Sumário: de 2 de setembroNo exercício das funções regulamentares do Governo Regional, compete-lhe, nos termos da alínea a) do n.º 1 do artigo 89.º do Estatuto Político-Administrativo da Região Autónoma dos Açores, não só aprovar a sua própria organização, mas também o seu funcionamento.
Apesar desta previsão, na história da autonomia dos Açores, após a Constituição de 1976, os diversos Governos Regionais foram aprovando sucessivamente as suas orgânicas, sem que nunca tenham aprovado um regime específico e convolado do seu funcionamento.

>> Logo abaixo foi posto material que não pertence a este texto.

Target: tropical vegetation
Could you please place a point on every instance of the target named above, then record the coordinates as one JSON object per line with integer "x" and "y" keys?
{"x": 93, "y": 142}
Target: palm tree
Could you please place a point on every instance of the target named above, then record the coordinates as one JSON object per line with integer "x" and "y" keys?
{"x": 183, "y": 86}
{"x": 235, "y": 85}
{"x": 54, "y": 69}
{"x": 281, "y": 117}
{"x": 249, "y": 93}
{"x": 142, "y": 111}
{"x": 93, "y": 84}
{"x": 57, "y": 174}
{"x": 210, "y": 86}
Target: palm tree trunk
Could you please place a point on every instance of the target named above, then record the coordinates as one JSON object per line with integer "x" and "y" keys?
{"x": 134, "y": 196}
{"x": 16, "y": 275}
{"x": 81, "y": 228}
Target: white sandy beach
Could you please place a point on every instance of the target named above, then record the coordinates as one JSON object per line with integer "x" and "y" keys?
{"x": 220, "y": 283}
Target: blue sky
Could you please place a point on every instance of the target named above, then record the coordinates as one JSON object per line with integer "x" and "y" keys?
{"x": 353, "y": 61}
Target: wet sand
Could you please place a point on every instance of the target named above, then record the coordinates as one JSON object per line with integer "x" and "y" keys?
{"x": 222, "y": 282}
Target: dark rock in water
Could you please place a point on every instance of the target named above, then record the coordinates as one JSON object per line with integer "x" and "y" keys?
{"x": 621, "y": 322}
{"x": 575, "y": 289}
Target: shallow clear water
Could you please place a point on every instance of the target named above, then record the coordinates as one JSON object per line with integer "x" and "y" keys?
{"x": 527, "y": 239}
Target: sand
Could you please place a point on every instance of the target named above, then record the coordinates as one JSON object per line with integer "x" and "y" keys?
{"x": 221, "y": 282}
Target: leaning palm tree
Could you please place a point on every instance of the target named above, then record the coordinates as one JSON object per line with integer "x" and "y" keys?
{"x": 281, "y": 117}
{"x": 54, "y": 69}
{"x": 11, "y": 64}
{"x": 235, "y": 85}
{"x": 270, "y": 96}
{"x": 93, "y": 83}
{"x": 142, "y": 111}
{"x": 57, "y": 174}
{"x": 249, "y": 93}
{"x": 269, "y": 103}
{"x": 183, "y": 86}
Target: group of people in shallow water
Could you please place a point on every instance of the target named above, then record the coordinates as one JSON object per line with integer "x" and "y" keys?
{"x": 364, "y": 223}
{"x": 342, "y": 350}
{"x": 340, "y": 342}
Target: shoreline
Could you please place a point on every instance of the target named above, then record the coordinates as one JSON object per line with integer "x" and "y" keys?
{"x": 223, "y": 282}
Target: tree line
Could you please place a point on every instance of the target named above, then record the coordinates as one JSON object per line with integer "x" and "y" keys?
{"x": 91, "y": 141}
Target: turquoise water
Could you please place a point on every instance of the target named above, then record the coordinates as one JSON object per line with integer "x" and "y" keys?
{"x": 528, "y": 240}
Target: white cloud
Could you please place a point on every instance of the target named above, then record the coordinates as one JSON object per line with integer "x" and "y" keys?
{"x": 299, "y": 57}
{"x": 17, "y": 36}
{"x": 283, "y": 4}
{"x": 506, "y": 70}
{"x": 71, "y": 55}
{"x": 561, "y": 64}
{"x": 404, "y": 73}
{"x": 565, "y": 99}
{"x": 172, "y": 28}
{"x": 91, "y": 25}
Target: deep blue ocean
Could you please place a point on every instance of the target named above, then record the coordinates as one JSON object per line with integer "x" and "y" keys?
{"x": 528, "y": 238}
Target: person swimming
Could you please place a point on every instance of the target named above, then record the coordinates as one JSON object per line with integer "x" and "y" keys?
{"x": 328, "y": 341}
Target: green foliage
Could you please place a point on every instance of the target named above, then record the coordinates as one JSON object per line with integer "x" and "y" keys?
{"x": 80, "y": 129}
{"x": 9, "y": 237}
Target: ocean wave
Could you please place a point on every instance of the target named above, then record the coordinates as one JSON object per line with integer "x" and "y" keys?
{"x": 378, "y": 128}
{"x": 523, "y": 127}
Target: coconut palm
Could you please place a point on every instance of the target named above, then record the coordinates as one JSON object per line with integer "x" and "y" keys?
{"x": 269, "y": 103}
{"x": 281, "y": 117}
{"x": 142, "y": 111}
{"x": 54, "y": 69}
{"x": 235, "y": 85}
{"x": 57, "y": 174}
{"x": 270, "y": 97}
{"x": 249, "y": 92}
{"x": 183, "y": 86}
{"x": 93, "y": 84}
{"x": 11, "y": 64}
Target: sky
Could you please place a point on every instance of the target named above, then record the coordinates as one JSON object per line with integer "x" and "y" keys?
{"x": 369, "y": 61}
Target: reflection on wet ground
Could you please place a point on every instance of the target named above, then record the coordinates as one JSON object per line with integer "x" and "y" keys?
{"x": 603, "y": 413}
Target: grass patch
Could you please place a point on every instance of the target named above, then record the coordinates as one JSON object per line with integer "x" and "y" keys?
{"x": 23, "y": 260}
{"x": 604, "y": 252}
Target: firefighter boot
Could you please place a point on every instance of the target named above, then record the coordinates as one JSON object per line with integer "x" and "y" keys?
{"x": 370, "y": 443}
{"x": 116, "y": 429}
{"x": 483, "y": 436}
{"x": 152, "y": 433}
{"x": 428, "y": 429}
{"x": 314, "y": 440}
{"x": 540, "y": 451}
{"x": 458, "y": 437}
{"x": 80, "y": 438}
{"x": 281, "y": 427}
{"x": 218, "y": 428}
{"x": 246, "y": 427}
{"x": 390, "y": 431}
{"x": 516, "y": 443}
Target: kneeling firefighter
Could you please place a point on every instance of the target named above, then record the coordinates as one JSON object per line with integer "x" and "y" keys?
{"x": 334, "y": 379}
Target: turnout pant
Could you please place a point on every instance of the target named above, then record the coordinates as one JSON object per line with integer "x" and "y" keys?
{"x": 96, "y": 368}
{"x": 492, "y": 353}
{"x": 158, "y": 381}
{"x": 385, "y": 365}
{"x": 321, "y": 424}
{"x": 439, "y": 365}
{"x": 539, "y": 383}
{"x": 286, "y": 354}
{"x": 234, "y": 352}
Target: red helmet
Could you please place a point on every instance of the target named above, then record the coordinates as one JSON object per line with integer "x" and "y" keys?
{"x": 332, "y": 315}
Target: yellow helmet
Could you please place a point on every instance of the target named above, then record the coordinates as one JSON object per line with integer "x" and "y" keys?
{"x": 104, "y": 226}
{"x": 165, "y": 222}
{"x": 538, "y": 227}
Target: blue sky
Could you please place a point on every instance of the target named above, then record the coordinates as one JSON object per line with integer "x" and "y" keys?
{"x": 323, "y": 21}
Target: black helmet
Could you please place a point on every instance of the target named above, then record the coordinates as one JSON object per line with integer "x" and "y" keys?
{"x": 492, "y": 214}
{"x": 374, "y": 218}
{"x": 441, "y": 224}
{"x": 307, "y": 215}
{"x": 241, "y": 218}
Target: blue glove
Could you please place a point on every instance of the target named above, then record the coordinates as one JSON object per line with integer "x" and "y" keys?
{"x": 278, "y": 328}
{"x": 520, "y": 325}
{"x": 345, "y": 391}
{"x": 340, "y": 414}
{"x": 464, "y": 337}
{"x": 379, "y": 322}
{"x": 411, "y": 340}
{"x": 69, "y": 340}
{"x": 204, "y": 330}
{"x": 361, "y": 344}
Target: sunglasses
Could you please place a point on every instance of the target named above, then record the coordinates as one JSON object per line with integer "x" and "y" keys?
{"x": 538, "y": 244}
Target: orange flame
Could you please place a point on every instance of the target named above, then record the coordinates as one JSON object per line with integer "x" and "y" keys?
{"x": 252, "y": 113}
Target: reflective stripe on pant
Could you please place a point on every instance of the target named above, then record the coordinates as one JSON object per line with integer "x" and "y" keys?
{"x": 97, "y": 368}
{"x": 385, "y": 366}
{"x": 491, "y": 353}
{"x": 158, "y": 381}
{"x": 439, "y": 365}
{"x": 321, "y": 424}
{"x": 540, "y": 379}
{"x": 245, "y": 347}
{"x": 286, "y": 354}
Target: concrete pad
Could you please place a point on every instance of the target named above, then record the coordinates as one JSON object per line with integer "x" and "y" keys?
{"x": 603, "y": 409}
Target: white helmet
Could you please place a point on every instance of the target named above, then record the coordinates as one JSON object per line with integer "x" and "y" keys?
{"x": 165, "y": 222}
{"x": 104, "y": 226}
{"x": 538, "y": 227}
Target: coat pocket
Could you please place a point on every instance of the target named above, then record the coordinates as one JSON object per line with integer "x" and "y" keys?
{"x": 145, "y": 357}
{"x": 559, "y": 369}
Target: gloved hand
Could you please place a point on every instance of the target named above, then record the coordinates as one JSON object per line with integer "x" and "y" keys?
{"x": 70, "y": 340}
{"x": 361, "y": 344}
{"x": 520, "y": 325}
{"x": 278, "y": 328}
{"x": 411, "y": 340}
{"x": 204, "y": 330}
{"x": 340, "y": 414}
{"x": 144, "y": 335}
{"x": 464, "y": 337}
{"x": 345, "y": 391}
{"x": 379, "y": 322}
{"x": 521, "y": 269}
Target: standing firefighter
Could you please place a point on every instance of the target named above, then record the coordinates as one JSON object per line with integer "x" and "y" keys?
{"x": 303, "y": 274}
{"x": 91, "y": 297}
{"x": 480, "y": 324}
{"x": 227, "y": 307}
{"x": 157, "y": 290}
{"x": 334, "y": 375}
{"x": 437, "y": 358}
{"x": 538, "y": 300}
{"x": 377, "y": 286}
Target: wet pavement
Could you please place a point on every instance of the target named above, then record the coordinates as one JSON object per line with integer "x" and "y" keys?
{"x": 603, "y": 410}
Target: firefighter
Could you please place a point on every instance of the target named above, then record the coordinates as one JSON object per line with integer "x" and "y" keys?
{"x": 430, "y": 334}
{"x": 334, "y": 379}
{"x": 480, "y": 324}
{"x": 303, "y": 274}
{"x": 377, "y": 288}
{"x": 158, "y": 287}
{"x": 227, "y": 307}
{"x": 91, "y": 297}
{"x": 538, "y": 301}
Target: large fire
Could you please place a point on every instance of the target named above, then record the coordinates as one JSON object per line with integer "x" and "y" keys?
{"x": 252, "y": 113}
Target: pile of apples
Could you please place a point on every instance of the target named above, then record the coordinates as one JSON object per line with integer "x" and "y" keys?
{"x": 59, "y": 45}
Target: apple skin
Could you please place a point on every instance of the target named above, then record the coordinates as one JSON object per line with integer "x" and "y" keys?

O Conselho do Governo Regional dos Açores foi funcionando ao abrigo das regras gerais previstas na Constituição da República Portuguesa e no Estatuto Político-Administrativo da Região Autónoma dos Açores, e a coberto de praxis procedimentais que se foram instituindo e estabilizando.
Os poderes legislativos das Regiões Autónomas, constitucional e estatutariamente consagrados, representam o âmago das conquistas autonómicas e a solenidade com que o procedimento legislativo se desenvolve impõe que o seu exercício se constitua não só como expressão da própria democracia, mas também como manifestação da valorização da nossa autonomia.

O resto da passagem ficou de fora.